Instrumentation is taken care of by a 12.3-inch digital virtual cockpit and there’s a new 10.1-inch media and navigation screen. This features the third generation of Audi’s excellent MMI user interface and brings everything from smartphone mirroring and standard navigation to live parking information and Google Streetview into the cabin (although some of these are subscription-based).

The A4 is also set up to take advantage of vehicle to infrastructure communication. It’s in its early stages and only works in certain locations but allows the car to gather information on things like traffic light status to give recommended optimum speeds and alter the adaptive cruise control for best efficiency.

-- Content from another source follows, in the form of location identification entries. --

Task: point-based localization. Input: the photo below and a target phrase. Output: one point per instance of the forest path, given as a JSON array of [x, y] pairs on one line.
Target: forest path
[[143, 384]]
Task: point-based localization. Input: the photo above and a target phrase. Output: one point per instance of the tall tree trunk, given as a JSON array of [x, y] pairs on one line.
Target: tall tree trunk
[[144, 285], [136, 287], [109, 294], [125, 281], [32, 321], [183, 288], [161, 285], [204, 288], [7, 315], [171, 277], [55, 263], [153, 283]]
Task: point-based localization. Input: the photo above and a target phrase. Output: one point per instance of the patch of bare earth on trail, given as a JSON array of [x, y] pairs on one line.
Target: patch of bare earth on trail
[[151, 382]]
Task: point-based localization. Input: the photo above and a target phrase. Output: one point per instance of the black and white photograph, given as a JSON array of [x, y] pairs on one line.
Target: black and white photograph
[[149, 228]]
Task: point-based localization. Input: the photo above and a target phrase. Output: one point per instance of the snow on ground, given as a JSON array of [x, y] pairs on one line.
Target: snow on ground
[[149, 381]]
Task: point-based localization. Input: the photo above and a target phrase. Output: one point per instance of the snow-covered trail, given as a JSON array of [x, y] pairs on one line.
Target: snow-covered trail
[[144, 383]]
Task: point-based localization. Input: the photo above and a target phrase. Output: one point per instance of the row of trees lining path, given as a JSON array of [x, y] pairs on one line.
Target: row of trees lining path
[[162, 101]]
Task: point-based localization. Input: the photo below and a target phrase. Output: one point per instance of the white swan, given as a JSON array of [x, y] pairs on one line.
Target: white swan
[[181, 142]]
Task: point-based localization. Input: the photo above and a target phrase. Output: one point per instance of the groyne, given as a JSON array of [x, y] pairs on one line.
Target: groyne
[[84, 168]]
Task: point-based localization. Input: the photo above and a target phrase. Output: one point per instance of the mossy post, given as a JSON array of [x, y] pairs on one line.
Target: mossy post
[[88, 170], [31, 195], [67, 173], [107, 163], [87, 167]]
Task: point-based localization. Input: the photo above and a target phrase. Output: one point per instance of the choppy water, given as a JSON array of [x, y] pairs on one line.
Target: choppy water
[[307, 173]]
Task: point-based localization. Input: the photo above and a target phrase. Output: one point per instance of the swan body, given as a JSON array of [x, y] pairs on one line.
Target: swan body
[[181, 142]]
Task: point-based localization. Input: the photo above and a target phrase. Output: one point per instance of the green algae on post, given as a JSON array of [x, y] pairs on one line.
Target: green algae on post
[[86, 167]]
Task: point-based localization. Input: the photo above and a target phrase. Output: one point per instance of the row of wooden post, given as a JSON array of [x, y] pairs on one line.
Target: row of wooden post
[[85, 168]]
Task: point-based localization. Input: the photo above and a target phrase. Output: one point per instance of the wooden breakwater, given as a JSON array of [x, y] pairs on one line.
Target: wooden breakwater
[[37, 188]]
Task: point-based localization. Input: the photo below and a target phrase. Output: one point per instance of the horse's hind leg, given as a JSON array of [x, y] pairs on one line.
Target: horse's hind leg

In fact, the only disappointment in the interior is Audi’s move away from the rotary controller, with the infotainment now all controlled via the touchscreen or steering wheel buttons.

Ten years ago the mainstream mile-muching A4s were all diesels and a petrol engine signified a performance model. Now, the “hot” S4 models feature a diesel lump and alongside the range of more run-of-the-mill diesels there’s a basic petrol that’s expected to take up 35 per cent of sales.

The 148bhp, 2.0-litre turbo might lack the torque of diesel equivalents but it still feels ideally suited to eating up big miles in refinement and comfort. Linked to a seven-speed dual-clutch transmission it makes smooth, quick and easy progress. Official figures are 42.2mpg and CO2 emissions of 135g/km.

On the road the A4 continues the tradition of trailing behind its BMW rival in the engagement stakes but ups its game in comfort. There’s no doubt the 3 Series is more fun to drive but the A4 is calm and composed and rides far better than any other Audi I’ve driven recently.

In fact, for me, the A4 epitomises what has made Audi such a success, offering a slick, stress-free environment in which to cover big distances. It’s understated, spacious, beautifully built, easy-to-drive and packed with the latest technology.

If you can tear yourself away from the SUV section, there’s a lot to recommend it.